Jarreau is still being molded as the lure of March beckons — and Sampson tries to keep it at bay. He’s been working on his jump shot with UH assistant coach Quannas White, which will make those drives to the rim even harder to stop.
This is anything but a basketball player in full yet — and that gives a 21-1 Houston team a chance at another level too. Jumping Jack Jarreau even might actually develop some brakes.
“He tried one crazy pass tonight that just made me want to go cross eyed,” Sampson says.
Sitting to his coach’s left, Jarreau breaks into his biggest grin of the night on hearing this. Later, when Davis talks about Jarreau learning on his own and the two learning from each other, Sampson drops a deadpan “Please” that any parent would appreciate and treasure.
NCAA Tournament Mad Fever
Still, beating Temple convincingly, on a night when the Cougars hit only 4 of their 18 3s and brick 13 free throws, leaves the coach in an expansive and reflective mood. Sampson talks about everything from why Tom Brady is important to his team (more on this another day) to home run sluggers (even kiddingly chiding assistant athletics director for communications Jeff Conrad for an outdated Babe Ruth reference).
These are moments of the season — and Sampson wants his guys to grab onto them like the fleeting fireflies that they are. Fertitta (and almost everyone else) may be only dreaming of March, envisioning how a Sweet 16 run would grip the entire city of Houston. But Sampson wants his players to realize that January 31 and a lot of other dates are sweet too.
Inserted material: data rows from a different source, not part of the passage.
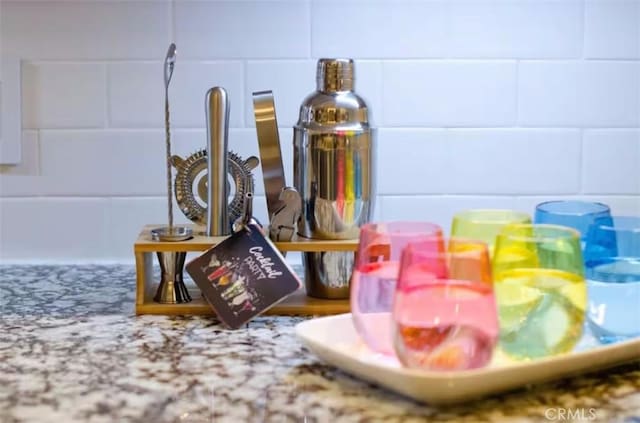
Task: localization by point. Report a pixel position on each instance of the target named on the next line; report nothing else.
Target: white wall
(479, 104)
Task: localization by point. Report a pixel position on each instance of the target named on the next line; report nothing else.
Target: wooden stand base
(296, 304)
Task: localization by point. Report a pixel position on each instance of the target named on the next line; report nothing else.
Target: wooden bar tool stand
(296, 304)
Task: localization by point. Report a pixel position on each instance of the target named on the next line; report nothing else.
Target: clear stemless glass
(612, 262)
(373, 281)
(485, 224)
(575, 214)
(444, 312)
(540, 289)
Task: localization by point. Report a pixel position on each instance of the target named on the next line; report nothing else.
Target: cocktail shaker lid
(335, 75)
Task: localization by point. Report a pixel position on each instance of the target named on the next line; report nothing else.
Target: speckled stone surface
(71, 349)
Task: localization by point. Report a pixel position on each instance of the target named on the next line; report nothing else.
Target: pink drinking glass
(444, 313)
(373, 281)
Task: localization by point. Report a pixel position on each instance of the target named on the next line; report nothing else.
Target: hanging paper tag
(243, 276)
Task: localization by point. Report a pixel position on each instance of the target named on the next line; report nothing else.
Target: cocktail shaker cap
(335, 75)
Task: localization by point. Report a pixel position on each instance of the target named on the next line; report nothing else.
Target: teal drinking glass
(612, 268)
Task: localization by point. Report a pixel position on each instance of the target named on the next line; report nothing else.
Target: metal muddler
(217, 110)
(172, 289)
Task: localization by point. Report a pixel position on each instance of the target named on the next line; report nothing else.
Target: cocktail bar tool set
(320, 215)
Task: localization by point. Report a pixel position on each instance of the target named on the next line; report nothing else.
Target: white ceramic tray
(335, 341)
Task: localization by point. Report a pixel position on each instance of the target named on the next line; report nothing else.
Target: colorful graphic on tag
(243, 276)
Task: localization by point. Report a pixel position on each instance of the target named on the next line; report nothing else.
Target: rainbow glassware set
(502, 279)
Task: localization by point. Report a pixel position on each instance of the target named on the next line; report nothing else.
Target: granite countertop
(71, 349)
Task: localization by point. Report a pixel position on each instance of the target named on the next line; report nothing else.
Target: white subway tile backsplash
(23, 179)
(247, 29)
(612, 29)
(94, 30)
(290, 81)
(58, 228)
(368, 85)
(412, 161)
(516, 29)
(63, 95)
(103, 163)
(125, 218)
(611, 162)
(449, 93)
(583, 94)
(189, 87)
(478, 104)
(513, 161)
(136, 95)
(438, 209)
(379, 29)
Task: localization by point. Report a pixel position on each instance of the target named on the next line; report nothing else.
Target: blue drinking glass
(575, 214)
(612, 268)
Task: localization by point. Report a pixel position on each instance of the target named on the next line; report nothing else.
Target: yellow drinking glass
(485, 224)
(540, 289)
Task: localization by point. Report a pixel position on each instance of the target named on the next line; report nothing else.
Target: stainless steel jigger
(172, 289)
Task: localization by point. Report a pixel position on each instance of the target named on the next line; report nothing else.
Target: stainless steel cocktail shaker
(333, 172)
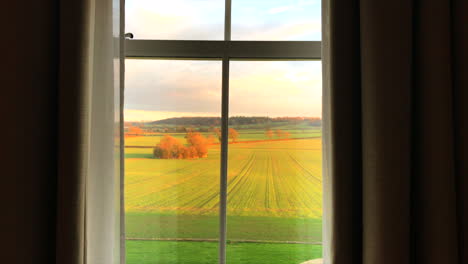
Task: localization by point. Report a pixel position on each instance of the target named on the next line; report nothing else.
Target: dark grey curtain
(396, 78)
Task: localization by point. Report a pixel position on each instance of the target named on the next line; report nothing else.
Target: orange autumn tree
(233, 134)
(133, 130)
(269, 133)
(171, 148)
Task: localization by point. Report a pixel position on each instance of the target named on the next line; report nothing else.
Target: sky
(158, 89)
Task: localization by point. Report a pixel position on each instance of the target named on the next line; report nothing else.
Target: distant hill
(235, 120)
(189, 121)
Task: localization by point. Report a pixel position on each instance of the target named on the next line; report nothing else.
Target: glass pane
(274, 166)
(172, 161)
(276, 20)
(175, 19)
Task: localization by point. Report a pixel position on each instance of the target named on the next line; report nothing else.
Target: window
(223, 137)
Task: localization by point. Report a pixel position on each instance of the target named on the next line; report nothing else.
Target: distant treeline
(236, 120)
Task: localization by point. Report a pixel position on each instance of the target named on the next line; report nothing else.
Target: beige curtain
(88, 210)
(396, 155)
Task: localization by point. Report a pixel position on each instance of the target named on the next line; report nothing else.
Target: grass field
(274, 195)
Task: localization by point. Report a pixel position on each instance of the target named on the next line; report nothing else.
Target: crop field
(274, 198)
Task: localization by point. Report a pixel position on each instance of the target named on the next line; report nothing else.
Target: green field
(274, 197)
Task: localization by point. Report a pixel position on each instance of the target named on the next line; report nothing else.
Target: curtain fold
(88, 195)
(396, 150)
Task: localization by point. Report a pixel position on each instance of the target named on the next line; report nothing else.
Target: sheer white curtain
(88, 228)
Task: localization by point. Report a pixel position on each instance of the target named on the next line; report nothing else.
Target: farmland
(274, 198)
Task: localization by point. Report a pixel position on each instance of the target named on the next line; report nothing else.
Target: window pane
(172, 161)
(276, 20)
(274, 166)
(175, 19)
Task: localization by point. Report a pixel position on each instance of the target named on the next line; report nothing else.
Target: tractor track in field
(230, 241)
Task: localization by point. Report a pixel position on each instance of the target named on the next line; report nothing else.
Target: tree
(217, 132)
(168, 148)
(199, 143)
(269, 133)
(133, 130)
(279, 133)
(233, 134)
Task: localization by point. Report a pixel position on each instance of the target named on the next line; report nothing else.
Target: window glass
(172, 157)
(175, 19)
(276, 20)
(274, 166)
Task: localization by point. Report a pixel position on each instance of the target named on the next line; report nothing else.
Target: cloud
(175, 19)
(162, 88)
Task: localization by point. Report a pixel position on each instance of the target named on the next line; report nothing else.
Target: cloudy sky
(158, 89)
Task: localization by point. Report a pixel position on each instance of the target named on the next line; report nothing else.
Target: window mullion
(224, 136)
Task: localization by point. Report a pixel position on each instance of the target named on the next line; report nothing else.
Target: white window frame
(225, 50)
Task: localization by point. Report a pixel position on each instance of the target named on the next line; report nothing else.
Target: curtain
(88, 209)
(396, 144)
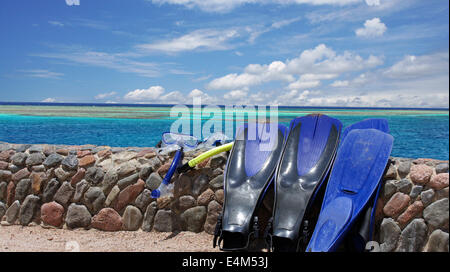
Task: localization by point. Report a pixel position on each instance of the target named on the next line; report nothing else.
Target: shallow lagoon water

“Everyone wants to talk about the (NCAA) Tournament,” the coach says. “That’s the destination. Man, don’t talk about the destination. Enjoy this journey. Enjoy your teammates, these brothers you are with and the memories you’re making.
“Ten, 15 years from now they may have a reunion and come back and talk about all this stuff. That other stuff doesn’t really matter. We’ll go to the tournament when the time comes. We’ll win or we’ll lose and we’ll go on down the road.
“But this thing we’re going through right now is real special for these kids. And I really want them to enjoy.”
Enjoy DeJon Jarreau’s long soars. Enjoy Davis and Robinson’s stifling lockdowns. Enjoy a special twist.
After all, how many 21-1 teams do you know that are getting better?